Qu’on soit égaré dans le passé à cause d’un profond sentiment de mélancolie ou qu’on soit angoissé par un futur incertain et incontrôlable, c’est un état qui nous habite de nuit comme de jour, c’est quelque chose qui nous colle à la peau et qui devient facilement un ancrage. 

Le mal être qui occupe mon corps se manifeste parfois par une douleur abdominale et parfois par un tiraillement dans le bas du dos, mais le plus souvent, je le porte sur mes épaules, comme une lourde et étouffante cotte de mailles qui m’empêche de penser à autre chose qu’à sa présence. 

Mais, lors d’un séjour dans un minuscule village de pêcheurs au bout du monde, j’ai vécu l’improbable, un moment de pure pleine conscience.  


Marchant nue pied sur les dalles de béton de la cour intérieure, j’ai ressenti d’agréables rayons de soleil sur ma peau - J’ai pu y prêter attention en détail, sans être dissipée par la cotte de mailles.  Puis, sous l’effet de la chaleur et d’une légère brise, j’ai été tout naturellement attirée par le hamac qui se tenait devant moi. Je me suis laissé convaincre par son aspect reposant, qui était beaucoup plus séduisant que la corvée de lavage, à la main, qui m’attendait après 6 jours de randonnées dans les montagnes verdoyantes du Cap-Vert. 



Mon ventre était serein - je n’avais aucun bouillonnement auquel m’accrocher. Même chose du côté du dos, un agréable relâchement s’était propagé. Il ne restait plus que la cotte de mailles. Mais, rien, aucune lourdeur, que de la légèreté et de l’air qui entre et qui sort, sans obstruction. Pour une des rares fois dans mon existence, je respirais librement - je pouvais ressentir mes omoplates se déployer comme des ailes et mes épaules se dégager comme jamais auparavant.

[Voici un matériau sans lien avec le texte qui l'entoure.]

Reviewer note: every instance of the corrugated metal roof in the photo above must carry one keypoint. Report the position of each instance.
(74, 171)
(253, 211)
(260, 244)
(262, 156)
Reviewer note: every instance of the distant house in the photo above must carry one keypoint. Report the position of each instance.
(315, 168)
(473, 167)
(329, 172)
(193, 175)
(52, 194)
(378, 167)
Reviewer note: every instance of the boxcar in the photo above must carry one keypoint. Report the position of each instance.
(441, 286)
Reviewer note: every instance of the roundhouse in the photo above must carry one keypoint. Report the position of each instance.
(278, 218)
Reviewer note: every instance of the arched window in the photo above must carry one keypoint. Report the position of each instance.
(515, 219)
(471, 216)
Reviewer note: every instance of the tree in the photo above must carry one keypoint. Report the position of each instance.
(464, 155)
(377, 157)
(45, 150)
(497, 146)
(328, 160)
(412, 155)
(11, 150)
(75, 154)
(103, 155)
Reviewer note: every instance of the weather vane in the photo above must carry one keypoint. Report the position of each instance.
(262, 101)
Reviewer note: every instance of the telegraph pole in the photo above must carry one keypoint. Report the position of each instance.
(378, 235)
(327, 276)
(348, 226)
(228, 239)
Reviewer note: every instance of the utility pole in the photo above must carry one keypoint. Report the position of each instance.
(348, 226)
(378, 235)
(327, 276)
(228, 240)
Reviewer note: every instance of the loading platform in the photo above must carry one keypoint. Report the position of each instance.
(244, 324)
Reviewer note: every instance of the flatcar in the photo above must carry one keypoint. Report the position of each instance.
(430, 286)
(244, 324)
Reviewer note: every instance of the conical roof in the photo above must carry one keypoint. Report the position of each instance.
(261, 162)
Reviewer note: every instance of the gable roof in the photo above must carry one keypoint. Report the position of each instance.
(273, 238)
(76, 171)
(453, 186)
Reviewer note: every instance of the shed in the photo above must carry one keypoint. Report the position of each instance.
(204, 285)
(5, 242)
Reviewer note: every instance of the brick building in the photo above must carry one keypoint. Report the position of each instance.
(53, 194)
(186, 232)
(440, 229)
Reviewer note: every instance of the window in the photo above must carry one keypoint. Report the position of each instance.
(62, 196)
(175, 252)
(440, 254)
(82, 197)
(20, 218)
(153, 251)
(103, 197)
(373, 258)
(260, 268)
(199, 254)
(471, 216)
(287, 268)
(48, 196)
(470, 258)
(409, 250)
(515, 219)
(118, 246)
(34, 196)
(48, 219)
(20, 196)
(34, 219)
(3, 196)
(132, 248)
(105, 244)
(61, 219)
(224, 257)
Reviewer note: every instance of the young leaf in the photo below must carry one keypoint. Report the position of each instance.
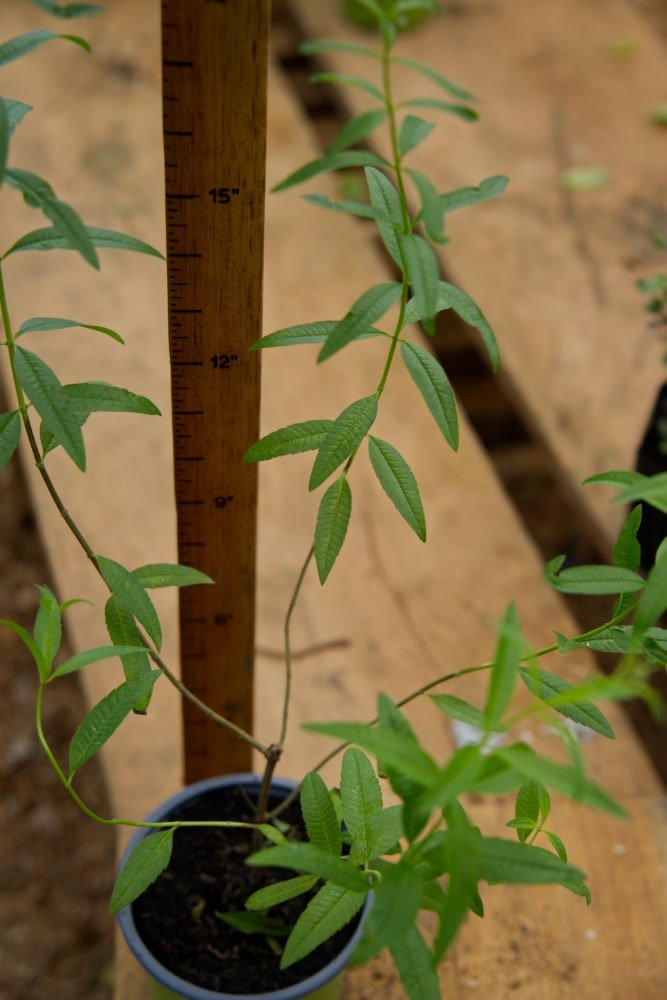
(333, 518)
(105, 239)
(343, 437)
(156, 575)
(319, 815)
(148, 860)
(306, 436)
(22, 44)
(10, 433)
(52, 323)
(103, 719)
(48, 397)
(332, 908)
(505, 665)
(385, 200)
(398, 482)
(413, 131)
(131, 595)
(547, 686)
(368, 308)
(280, 892)
(39, 194)
(430, 379)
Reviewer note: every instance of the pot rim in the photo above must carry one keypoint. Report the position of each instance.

Je prenais de l’espace et j’occupais enfin pleinement ma place sur cette terre. 

Puis alors, j’ai eu peur, j’étais déséquilibrée par tant de vastitude et de possibilité - le monde était grand et vaste. 

Et, juste au bon moment, le hamac a manifesté sa présence, par un simple va-et-vient, et j’ai compris qu’il était là pour me soutenir et m’accompagner dans ce déferlement de tangibilité. 


Par un simple balancement, le hamac m’a donné la possibilité de vivre le moment présent. J’ai pu voir, entendre et ressentir mon environnement, sans jamais me perdre dans mes pensées. J’étais présente pour tout ce qui est vivant et palpable, et ce grâce à une douce et rassurante berceuse dirigée par le seul et uniquement mouvement du vent. 


Peu de temps après, j’ai ressenti un chatouillement dans le bas du dos, des vrombissements dans le ventre et une lourdeur croissante sur les épaules – Rien est permanent, tout est mouvement.